President Obama and the new Iranian president, Hassan Rouhani, have exchanged letters in recent weeks, and U.S. officials have hinted that the two leaders may have a fleeting encounter this week in New York, where they are both scheduled to address the U.N. General Assembly. U.N. headquarters has often been the scene of symbolically significant handshakes and other ostensibly unscheduled meetings.
“We have no meeting scheduled with President Rouhani, though as you’ve heard us say repeatedly, we don’t rule out that type of engagement,” deputy national security adviser Ben Rhodes told reporters Monday.
The meeting between Kerry and Zarif will be the first between a secretary of state and Iran’s foreign minister during the Obama administration.

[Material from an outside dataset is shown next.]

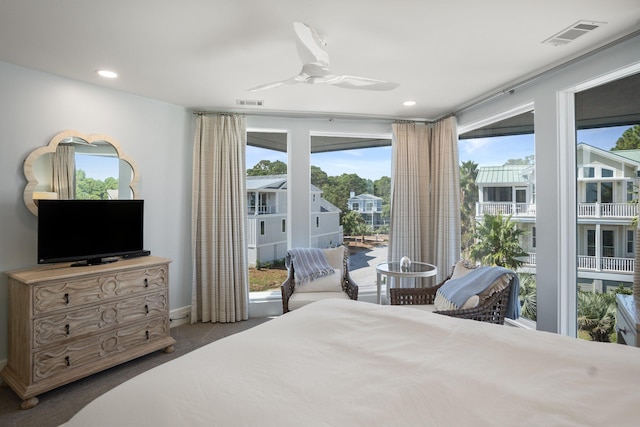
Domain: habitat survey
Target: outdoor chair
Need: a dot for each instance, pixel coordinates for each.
(336, 285)
(489, 306)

Even before the first meetings were held, there were new signs of the political difficulties the Obama administration faces in selling a possible nuclear deal in Washington. Rouhani’s recent diplomatic overtures have been met by deep skepticism in Congress, among Democrats as well as Republicans.
Echoing similar statements by Israeli officials, key lawmakers warned against any easing of the economic sanctions imposed against Iran in the past three years.
“Iran is not a friend whose word can be taken as a promise,” Sen. Robert Menendez (D-N.J.), chairman of the Senate Foreign Relations Committee, and Sen. Lindsey O. Graham (R-S.C) wrote in a letter to Obama. “The test of Iranian seriousness must be verifiable action by Iran to terminate its nuclear weapons program.”
In a separate letter to the White House, Sens. Charles E. Schumer (R-N.Y.) and John McCain (R-Ariz.) called for a hard line on sanctions, saying Iran should not get any breaks until it takes “meaningful and verifiable actions to halt its nuclear activities.”
The tough language from lawmakers has heightened concerns among some foreign policy experts that the Obama administration may lack the political maneuvering room to negotiate a nuclear deal with the Iranians. At a time when Iran appears to be showing new flexibility, there is serious concern over whether the White House is capable of reciprocating, given the prominent role of Congress in controlling economic sanctions, said George Perkovich, an Iran expert with the Washington-based Carnegie Endowment for International Peace.
“We know that, for anything to work, there has to be serious sanctions relief,” Perkovich said. “Can the president deliver? At the moment, he can’t even get a budget out of Congress.”